Mahkemece, davalının muris İsmail Hakkı Kalay’dan intikal eden dava konusu taşınmazın mirasçılar arasında paylaşılıp paylaşılmadığını bilmemesinin hayatın olağan akışına uygun olduğu, bu nedenle de kötü niyetli olmadığı gerekçesiyle davanın reddine karar verilmesi üzerine; hüküm, davacı tarafından temyiz edilmiştir.

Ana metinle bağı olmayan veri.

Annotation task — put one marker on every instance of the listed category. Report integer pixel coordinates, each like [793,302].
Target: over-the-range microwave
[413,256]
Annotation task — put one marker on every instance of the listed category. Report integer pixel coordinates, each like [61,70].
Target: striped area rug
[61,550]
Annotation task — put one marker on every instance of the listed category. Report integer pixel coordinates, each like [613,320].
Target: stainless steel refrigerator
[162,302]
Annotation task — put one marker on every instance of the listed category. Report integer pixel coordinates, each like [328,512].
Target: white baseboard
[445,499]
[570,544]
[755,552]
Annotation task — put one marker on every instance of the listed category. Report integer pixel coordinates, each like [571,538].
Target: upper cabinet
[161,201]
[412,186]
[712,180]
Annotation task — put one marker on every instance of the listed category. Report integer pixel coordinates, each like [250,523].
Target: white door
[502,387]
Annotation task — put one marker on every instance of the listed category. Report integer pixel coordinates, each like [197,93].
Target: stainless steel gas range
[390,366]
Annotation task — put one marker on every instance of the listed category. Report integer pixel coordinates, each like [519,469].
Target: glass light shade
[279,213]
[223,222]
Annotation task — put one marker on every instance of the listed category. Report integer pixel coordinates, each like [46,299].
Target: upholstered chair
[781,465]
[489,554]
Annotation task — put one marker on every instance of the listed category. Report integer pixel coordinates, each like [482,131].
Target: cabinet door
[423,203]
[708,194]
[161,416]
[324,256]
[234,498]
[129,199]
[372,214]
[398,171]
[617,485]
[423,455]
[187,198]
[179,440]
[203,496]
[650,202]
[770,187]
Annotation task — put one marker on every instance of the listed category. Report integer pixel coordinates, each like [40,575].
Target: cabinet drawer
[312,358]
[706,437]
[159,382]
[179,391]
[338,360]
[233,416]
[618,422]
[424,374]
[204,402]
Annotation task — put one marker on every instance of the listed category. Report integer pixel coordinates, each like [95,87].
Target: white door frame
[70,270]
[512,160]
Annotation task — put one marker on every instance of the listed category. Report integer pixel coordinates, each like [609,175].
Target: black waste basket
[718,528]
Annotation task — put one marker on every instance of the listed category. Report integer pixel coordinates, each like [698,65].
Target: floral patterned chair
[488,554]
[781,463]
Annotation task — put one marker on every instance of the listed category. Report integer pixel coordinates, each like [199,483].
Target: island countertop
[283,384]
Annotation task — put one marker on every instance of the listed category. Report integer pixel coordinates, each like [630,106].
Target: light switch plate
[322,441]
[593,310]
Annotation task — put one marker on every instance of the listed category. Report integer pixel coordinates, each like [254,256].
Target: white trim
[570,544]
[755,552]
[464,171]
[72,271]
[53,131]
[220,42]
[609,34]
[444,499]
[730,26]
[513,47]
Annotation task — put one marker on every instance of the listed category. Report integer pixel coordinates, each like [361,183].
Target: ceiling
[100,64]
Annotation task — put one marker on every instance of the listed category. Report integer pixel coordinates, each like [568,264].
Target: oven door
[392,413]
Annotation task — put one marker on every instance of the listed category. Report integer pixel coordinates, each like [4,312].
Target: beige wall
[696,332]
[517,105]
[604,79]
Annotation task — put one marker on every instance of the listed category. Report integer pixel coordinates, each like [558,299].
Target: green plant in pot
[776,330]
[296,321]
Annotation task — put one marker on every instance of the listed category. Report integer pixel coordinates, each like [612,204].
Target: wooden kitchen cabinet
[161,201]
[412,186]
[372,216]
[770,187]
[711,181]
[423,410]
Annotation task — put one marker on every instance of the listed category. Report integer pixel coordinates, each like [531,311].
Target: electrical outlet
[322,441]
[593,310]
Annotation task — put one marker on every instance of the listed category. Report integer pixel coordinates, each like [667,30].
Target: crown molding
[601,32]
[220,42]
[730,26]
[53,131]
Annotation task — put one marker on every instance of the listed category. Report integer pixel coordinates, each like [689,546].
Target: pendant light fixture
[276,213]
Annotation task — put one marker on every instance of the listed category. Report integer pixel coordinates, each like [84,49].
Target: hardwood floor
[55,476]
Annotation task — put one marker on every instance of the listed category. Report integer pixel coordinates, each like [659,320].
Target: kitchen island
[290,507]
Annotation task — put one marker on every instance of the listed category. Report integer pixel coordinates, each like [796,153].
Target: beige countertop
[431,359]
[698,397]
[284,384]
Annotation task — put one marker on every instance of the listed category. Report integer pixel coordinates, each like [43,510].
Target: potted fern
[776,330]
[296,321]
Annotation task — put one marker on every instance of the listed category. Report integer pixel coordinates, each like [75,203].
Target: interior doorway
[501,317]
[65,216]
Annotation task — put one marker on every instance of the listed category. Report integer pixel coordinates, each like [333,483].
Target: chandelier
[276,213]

Tüm dosya içeriğine göre 2002 yılında yapılıp aynı yıl kesinleşen kadastro çalışmalarında belgesizden dava dışı Mustafa Kalay adına tespiti yapılıp tapuya tescil edilen ve 26.03.2007 tarihli satışla da davalı ...’e devredilen dava konusu 150 ada 5 parsel sayılı taşınmazın öncesinde davacının miras bırakanı olan İsmail Hakkı Kalay’dan kaldığı hususunda herhangi bir uyuşmazlık bulunmamaktadır. Taşınmaz başında 06.03.2009 tarihinde yapılan keşifte dinlenen davacı tanıklarından olan kardeşi ...’de davacının iddiasını doğrulayarak babasından kalan tüm taşınmazlar gibi dava konusu taşınmazı da paylaşmadıklarını bildirmiş; diğer davacı tanıkları da taksim hususunda bilgilerinin olmadığını söylemişlerdir. Dosya içerisinde mevcut ... Sulh Hukuk Mahkemesinden alınan 07.05.2007 tarih, 2007/143 E- 2007/143 K. sayılı mirasçılık belgesine göre; 22.02.1986 tarihinde vefat eden miras bırakan İsmail Hakkı Kalay’ın davacı ... dışında başka mirasçıları da bulunmaktadır. Miras bırakanın ölüm tarihine göre terekesi elbirliği mülkiyeti hükümlerine tabi olup, taksimin yapıldığı kanıtlanmamıştır. TMK.nun 701. maddesindeki tanımlamaya göre; “Kanun veya kanunda öngörülen sözleşmeler uyarınca oluşan topluluk dolayısıyla mallara birlikte malik olanların mülkiyeti elbirliği mülkiyetidir". Elbirliği mülkiyetinde mirasçıların tereke malları üzerinde belli pay ve payları olmayıp, hakları taşınmazın tamamı üzerine yayılmış olarak terekenin tümünü kapsar. Aynı Kanunun 702. maddesinde topluluk devam ettiği sürece tasarrufî işlemlerde tüm ortakların oy birliğiyle karar vermeleri gerektiği belirtilmiştir. Davalı ... terekeye göre 3. kişi durumunda olup, davacının 3. kişilere karşı tek başına dava açma sıfatı ve yetkisi bulunmamaktadır. Bu mülkiyet türünde mirasçıların belli pay ve payları olmadığı için mirasçılardan biri kendi payı için iptal ve tescil isteyemez. Mirasçılardan birisinin kendi payı hakkında açtığı dava diğer mirasçıların paylarını kapsamadığından ve aynı zamanda onlar adına da dava açılmadığından, diğer mirasçıların katılması (olurlarının alınması ) veya TMK.nun 640. maddesi uyarınca miras ortaklığına temsilci tayin edilmek suretiyle davaya devam edilmesi mümkün değildir. Davacının böyle bir dava açma yetkisi bulunmadığından davanın bu nedenle reddine karar verilmesi gerekirken işin esasına girilerek değişik gerekçe ile red kararı verilmesi doğru değil ise de, redde ilişkin hüküm sonucu itibarı ile doğru bulunmaktadır.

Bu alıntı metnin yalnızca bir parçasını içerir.